Over the years, I have cooked in the can’t-be-bothered approach: Dump a bunch of vegetables into a pot, add protein, add sauce, and leave it to do its thing for however long it takes. Meanwhile, dump pre-washed, pre-cut raw veggies into a bowl, add dressing, and presto! Anti-inflammatory, pain-reducing dinner in 15 minutes flat.
The thing is, the taste can also be a bit flat when it’s the same damn hodge-podge day after week after month after year. This past Rosh Hashana, I was preparing the seder foods and got creative with them. (In case you’re scratching your head, Middle Eastern Jews have a seder on Passover AND on New Years.)

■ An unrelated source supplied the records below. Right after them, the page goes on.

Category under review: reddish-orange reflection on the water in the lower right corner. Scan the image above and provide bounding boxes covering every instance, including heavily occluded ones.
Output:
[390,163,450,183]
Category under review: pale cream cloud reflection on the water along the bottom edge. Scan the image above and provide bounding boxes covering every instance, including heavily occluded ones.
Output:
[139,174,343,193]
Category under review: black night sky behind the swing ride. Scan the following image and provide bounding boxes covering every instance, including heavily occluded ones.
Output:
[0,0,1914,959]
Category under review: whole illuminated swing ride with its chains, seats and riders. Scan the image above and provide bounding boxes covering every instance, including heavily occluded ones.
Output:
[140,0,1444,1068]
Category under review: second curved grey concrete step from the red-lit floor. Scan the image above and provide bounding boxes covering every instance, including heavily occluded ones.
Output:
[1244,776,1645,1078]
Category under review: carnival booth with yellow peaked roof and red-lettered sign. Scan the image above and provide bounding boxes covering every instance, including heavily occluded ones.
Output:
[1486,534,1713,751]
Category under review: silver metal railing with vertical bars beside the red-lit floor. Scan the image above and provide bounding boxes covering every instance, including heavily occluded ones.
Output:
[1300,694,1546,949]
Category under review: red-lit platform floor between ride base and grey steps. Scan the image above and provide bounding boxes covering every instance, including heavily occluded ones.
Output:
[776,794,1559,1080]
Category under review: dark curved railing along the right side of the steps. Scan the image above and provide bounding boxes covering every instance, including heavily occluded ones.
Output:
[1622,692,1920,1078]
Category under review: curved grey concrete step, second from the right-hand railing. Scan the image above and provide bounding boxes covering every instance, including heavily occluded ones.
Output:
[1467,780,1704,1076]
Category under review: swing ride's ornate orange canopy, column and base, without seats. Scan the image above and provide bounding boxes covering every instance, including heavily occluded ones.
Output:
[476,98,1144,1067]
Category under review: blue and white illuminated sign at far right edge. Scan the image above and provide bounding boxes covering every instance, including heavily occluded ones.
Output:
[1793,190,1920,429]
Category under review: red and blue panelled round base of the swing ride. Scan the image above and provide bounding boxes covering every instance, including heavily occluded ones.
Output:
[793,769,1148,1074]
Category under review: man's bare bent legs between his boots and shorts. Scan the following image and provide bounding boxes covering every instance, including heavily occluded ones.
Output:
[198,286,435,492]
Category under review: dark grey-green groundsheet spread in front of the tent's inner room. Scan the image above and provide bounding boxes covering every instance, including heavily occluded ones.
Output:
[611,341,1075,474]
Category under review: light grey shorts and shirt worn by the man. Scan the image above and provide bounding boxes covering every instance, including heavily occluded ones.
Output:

Here’s what I discovered: Veggies taste amazingly better and more interesting when they are kept distinct – ie, one veggie and spices or protein in one dish, two veggies and different spices or sauce for another dish, some cooked, some raw…It keeps things interesting.
So here’s what I ate tonight, and it was yum-delish!
- Fresh corn cut off from one cob
- A few broccoli florets from a pre-washed, pre-cut, pre-packaged thingamadoogee
- 1 spring onion, cut into pieces
- A little chili pepper
- A little black pepper
- A little salt
- A lot of garlic
- Fresh lemon juice from 1/2 squeezed lemon
- Flax seed oil
- ½ zucchini, chopped with big pieces
- ½ purple onion, chopped small
- ½ can salmon
- chopped fresh garlic (from pre-peeled, washed bag)
- lots o olive oil
- cilantro spice
- ginger powder
Not only was each dish yummy, but it had a distinct flavor instead of being Healthy Food Mush. I’m going to keep experimenting with vegetables, fruits, and spices, and I’ll let you know the stuff that seems to work. Meanwhile if you come up with easy-to-follow, low-maintenance winners, please leave comments as well!